O‑Glycopeptide Truncation Strategy for Heterogeneous O‑GalNAc Glycoproteomics Characterization

• Published in: Analytical chemistry (Washington) Vol. 95; no. 26; pp. 10017 - 10024
• Main Authors: Liu, Luyao, Zhu, He, Liu, Lei, You, Xin, Mao, Jiawei, Wang, Yan, Liu, Xiaoyan, Qin, Hongqiang, Dong, Mingming, Ye, Mingliang
• Format: Journal Article
• Language: English
• Published: United States American Chemical Society 04.07.2023
• Subjects: Biological activity; Biological properties; Biological samples; Chemistry; Enrichment; Glycan; Glycopeptides; Glycopeptides - analysis; Glycoproteins; Glycoproteins - chemistry; Glycosylation; Humans; Mass spectrometry; Mass spectroscopy; Peptides; Polysaccharides; Polysaccharides - analysis; Proteins; Proteolysis; Proteomics - methods; Sialic acids
• ISSN: 0003-2700; 1520-6882
• DOI: 10.1021/acs.analchem.3c01327

Mucin-type O-glycosylation (or O-GalNAcylation) takes place on most membrane and secretory proteins and is vital in regulating protein functions and many biological processes. O-GalNAcylation generally exhibits highly diverse and dense O-glycans linked to carrier proteins, which challenges the analysis of O-GalNAc glycoproteome using conventional methodologies. Here, we report an O-glycopeptide truncation strategy for the characterization of protein O-GalNAcylation in biological samples. The O-glycopeptide truncation strategy utilizes proteases or O-glycopeptidases for targeted cleavage of the enriched tryptic O-glycopeptides. It simplifies the O-glycopeptide backbones, O-glycans, or both, and has been shown to aid the improvement of the analytical coverage of O-GalNAc glycopeptides and glycoproteins. Tryptic O-glycopeptides covered with O-glycan clusters and terminal sialic acids could be well isolated by the hydrophilic-based enrichment approaches.
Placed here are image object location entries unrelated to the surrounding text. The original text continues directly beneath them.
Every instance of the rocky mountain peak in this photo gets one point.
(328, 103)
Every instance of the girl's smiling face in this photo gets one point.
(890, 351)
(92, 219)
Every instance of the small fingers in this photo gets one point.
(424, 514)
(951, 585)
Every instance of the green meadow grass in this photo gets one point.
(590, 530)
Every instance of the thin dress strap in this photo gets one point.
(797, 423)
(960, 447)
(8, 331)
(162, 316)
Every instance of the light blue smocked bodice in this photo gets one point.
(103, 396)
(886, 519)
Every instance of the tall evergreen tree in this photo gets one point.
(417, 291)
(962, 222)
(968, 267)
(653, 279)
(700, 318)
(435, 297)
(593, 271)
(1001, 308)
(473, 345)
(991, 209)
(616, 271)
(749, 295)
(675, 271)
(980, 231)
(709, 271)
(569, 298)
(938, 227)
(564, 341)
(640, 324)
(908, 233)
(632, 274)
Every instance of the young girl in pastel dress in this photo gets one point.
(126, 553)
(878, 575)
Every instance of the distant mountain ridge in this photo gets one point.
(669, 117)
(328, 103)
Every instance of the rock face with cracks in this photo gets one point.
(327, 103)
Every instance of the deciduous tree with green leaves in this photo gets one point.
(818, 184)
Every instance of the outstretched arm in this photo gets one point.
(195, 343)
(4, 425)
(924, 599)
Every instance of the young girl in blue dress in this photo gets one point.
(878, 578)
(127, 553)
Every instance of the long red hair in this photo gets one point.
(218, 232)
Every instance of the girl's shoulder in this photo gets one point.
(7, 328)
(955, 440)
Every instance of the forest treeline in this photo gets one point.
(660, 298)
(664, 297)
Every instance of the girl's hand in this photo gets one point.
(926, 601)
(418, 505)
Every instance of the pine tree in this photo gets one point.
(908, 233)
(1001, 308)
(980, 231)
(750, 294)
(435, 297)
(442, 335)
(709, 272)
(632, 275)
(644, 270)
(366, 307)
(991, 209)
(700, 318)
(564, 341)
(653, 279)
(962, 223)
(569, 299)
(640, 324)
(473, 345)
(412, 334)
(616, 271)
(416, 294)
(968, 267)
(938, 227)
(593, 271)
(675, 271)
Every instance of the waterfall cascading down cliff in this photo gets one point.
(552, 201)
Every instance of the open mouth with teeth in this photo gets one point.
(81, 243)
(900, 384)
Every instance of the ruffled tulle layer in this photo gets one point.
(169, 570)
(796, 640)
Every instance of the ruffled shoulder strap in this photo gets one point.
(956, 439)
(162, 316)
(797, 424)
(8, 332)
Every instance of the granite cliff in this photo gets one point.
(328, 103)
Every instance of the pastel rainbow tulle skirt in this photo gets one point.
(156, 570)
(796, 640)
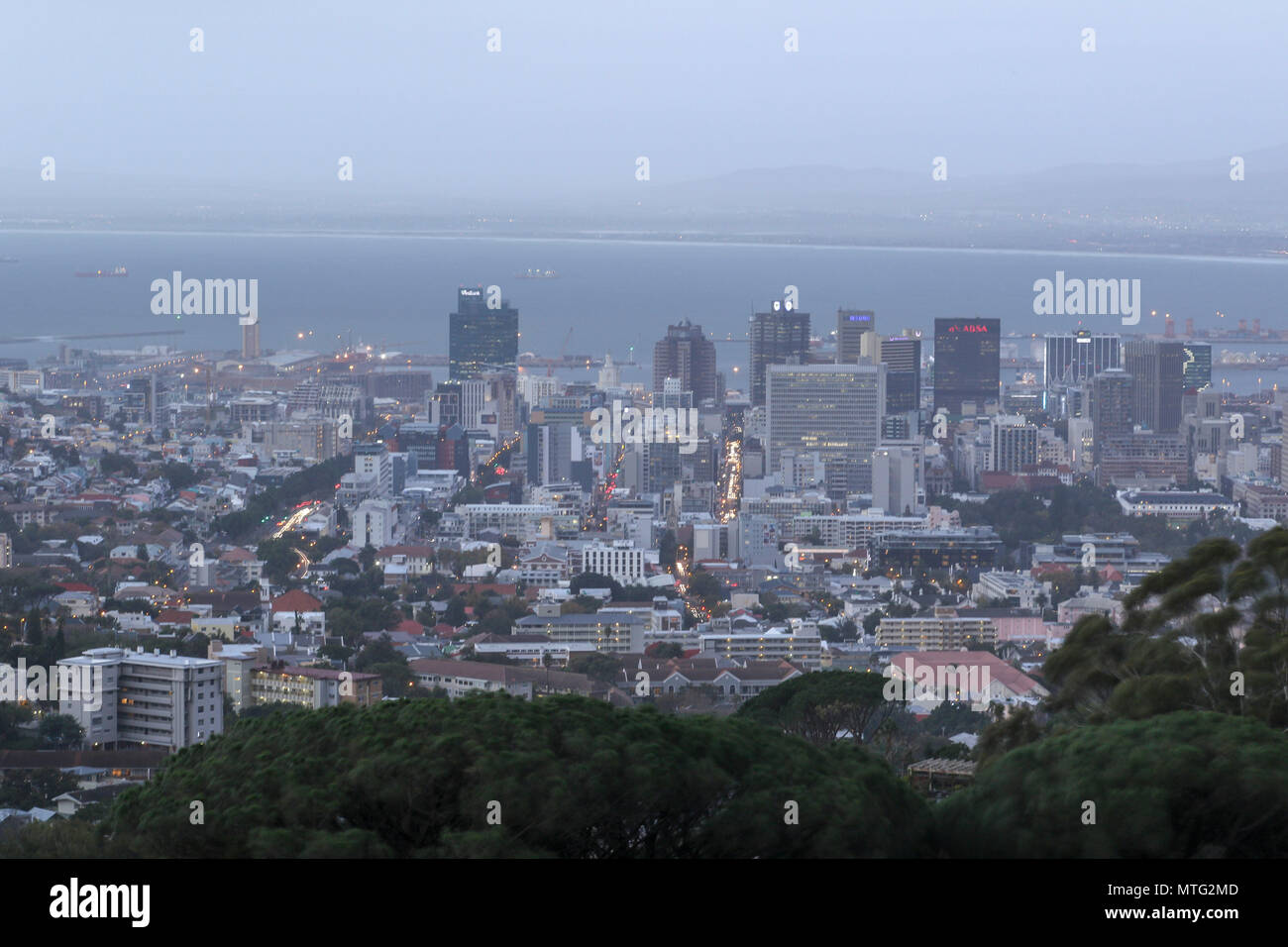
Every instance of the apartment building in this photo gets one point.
(944, 630)
(147, 698)
(313, 686)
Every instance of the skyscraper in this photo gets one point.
(894, 479)
(481, 339)
(831, 410)
(1158, 368)
(1111, 407)
(250, 341)
(1197, 368)
(1014, 444)
(778, 337)
(1076, 357)
(902, 357)
(688, 356)
(967, 364)
(850, 326)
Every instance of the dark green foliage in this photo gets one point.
(574, 779)
(1186, 785)
(59, 731)
(818, 706)
(1177, 647)
(22, 789)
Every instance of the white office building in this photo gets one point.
(147, 698)
(622, 562)
(374, 523)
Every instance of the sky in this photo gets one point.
(580, 90)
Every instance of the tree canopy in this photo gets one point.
(1185, 785)
(561, 777)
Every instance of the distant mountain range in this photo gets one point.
(1188, 206)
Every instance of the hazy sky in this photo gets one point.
(580, 89)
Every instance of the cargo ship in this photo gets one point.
(116, 270)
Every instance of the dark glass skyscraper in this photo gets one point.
(690, 356)
(778, 337)
(902, 357)
(1111, 407)
(967, 363)
(481, 339)
(1159, 381)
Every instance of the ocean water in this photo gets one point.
(613, 295)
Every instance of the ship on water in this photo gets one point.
(115, 270)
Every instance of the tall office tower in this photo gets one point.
(850, 328)
(250, 341)
(688, 356)
(902, 359)
(1158, 369)
(445, 405)
(894, 479)
(473, 401)
(1197, 368)
(549, 450)
(832, 410)
(967, 364)
(1076, 357)
(610, 373)
(502, 397)
(1112, 397)
(1016, 444)
(481, 339)
(664, 464)
(778, 337)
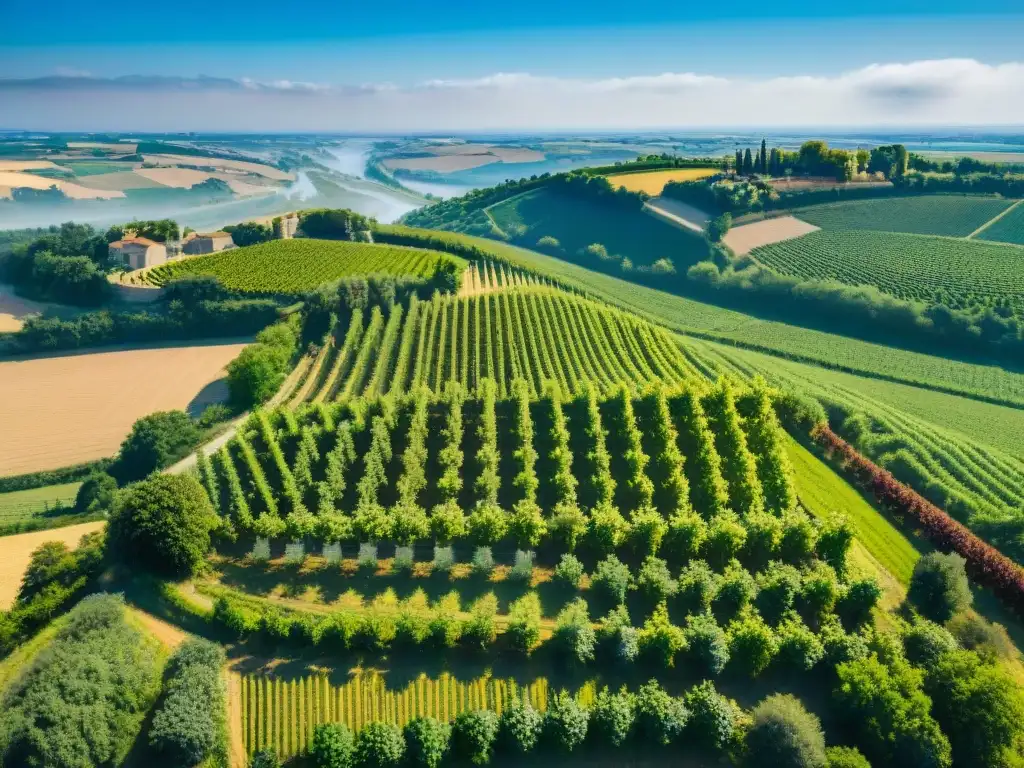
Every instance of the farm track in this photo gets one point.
(991, 221)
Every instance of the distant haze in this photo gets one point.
(919, 93)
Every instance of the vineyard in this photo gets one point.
(707, 321)
(538, 334)
(958, 273)
(294, 266)
(578, 223)
(370, 470)
(1010, 228)
(282, 714)
(951, 215)
(978, 484)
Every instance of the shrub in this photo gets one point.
(523, 630)
(925, 641)
(653, 581)
(573, 635)
(427, 741)
(96, 493)
(818, 593)
(783, 734)
(611, 579)
(483, 561)
(333, 745)
(647, 528)
(569, 570)
(890, 713)
(658, 718)
(473, 735)
(155, 441)
(379, 744)
(856, 602)
(697, 587)
(163, 524)
(708, 644)
(611, 717)
(617, 636)
(448, 522)
(939, 587)
(735, 590)
(846, 757)
(188, 724)
(519, 727)
(777, 587)
(979, 707)
(713, 717)
(798, 646)
(659, 639)
(565, 722)
(752, 645)
(487, 524)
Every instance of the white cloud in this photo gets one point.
(931, 92)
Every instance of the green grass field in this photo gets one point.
(953, 215)
(1010, 228)
(822, 492)
(293, 266)
(22, 505)
(578, 223)
(958, 273)
(727, 326)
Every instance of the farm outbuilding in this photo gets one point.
(136, 253)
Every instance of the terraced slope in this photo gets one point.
(293, 266)
(960, 273)
(952, 215)
(534, 333)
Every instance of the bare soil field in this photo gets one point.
(744, 239)
(181, 178)
(13, 309)
(258, 168)
(14, 179)
(679, 214)
(121, 146)
(26, 165)
(653, 181)
(15, 552)
(119, 180)
(77, 408)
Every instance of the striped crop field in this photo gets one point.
(293, 266)
(535, 333)
(960, 273)
(952, 215)
(282, 714)
(653, 181)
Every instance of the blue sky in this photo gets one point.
(532, 65)
(403, 41)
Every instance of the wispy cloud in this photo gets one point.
(928, 92)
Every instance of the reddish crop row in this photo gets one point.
(985, 564)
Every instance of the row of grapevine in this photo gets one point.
(537, 334)
(672, 460)
(282, 714)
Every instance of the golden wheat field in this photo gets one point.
(653, 181)
(78, 408)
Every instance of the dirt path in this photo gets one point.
(992, 220)
(237, 750)
(167, 634)
(15, 553)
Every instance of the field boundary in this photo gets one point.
(992, 220)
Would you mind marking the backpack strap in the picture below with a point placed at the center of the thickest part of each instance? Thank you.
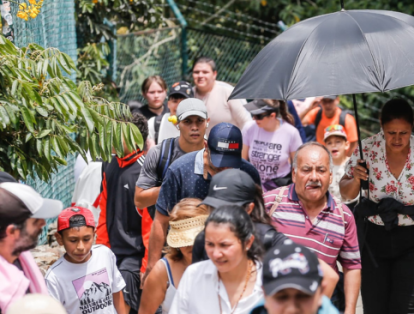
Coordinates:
(318, 118)
(342, 117)
(157, 124)
(167, 148)
(277, 200)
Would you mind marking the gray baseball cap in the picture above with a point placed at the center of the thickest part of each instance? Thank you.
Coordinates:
(191, 107)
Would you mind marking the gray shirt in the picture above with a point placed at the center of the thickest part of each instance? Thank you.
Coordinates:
(148, 177)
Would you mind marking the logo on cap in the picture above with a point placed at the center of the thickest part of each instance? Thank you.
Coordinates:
(284, 266)
(225, 144)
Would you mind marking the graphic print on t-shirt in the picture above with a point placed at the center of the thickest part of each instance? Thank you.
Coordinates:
(265, 157)
(94, 291)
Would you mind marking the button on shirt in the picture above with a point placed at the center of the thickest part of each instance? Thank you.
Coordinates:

The enriched O-glycopeptides are then enzymatically truncated into shorter or less multiply O-glycosylated peptides, which are more favorable for mass spectrometry detection and database search in general bottom-up glycoproteomics. We also investigate different proteolysis which could be well integrated into the O-glycopeptide truncation strategy. For large-scale analysis, we exploit different truncation schemes and identify nearly 2000 O-glycopeptides corresponding to 391 glycoproteins from 75 μL human serum, achieving the deepest-scale coverage of O-glycoproteins compared to other plasma/serum O-glycoproteomic studies. Together, the O-glycopeptide truncation strategy has great potential to facilitate the in-depth study of O-GalNAc glycoproteomics in biological samples.